Cuddlers wanted: North Carolina hospital needs volunteers to snuggle newborns


That's why the NICU of Raleigh's UNC-Rex Birth Center is looking for voluntary hugs.

"It reduces pain, reduces baby's stress and helps healing," Nicole Ross, a registered nurse and coordinator of neonatal screening at the UNC-Rex Birthing Center, told WNAL. "It helps brain development and helps reduce the length of their stay."

Cuddling is an integral part of the care provided at the hospital. Cuddling is not only essential for helping newborns overcome the obstacles they face, but also for parents and their own recovery.

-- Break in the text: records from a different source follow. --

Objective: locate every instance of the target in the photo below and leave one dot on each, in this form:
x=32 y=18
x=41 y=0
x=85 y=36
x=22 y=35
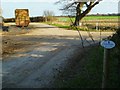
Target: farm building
x=22 y=17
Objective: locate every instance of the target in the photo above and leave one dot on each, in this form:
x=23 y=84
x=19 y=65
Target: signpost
x=107 y=44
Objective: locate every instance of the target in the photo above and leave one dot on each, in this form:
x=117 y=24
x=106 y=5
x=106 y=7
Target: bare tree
x=79 y=7
x=48 y=15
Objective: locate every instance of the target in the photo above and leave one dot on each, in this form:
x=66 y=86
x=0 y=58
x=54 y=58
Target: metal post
x=105 y=68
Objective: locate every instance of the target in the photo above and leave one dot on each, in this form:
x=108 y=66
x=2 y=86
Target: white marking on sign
x=107 y=44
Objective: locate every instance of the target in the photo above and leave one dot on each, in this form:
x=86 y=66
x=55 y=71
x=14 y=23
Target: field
x=104 y=23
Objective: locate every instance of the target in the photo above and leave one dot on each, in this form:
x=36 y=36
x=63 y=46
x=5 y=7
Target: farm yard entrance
x=33 y=59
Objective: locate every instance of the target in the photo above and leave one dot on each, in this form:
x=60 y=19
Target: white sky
x=29 y=0
x=36 y=7
x=48 y=0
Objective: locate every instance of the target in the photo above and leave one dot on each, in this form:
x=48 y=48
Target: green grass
x=89 y=73
x=67 y=19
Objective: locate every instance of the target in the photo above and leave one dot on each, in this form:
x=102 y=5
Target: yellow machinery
x=22 y=17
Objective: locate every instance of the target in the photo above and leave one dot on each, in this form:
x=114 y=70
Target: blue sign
x=107 y=44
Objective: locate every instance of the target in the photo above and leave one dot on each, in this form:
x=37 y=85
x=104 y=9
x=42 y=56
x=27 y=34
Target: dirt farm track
x=33 y=57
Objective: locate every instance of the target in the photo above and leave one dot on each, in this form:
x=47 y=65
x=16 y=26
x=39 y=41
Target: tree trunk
x=80 y=14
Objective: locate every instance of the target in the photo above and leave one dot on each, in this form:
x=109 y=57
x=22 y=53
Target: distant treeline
x=42 y=19
x=32 y=19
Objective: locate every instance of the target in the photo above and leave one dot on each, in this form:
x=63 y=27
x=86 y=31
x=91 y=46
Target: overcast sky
x=36 y=7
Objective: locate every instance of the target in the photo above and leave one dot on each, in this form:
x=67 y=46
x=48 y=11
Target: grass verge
x=86 y=71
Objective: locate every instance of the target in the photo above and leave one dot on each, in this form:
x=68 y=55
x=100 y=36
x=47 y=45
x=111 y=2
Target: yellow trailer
x=22 y=17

& # 39; USP Grandpa & # 39; cradles babies when their parents can not

"It's a way to reduce stress," said Jennifer Majure, who must sometimes leave his son Wilder, 2 months old, with volunteer hugs. "Knowing that he's in good hands has been a tremendous comfort."

Kelli Ready volunteer is one of 10 trusted cuddlers. "It's exciting for me to be able to snuggle up against babies."

While Ready cajoles newborns such as Kamani, 2 weeks old, it allows Mom Cecelia Williams to kiss Kamani's twin brother, Kamari.

"I just feel that I've done something great for babies to relieve their stress and improve their day," said Ready.

These baby rockers from the hospital & # 39; take care of infants who have no one

Hospitals like Ready have improved the care provided to patients and their families at UNC-Rex, said the hospital. A little over a year ago, she launched a test program for volunteer hugs and hopes to expand because of her success.

Many hospitals in the country have similar programs.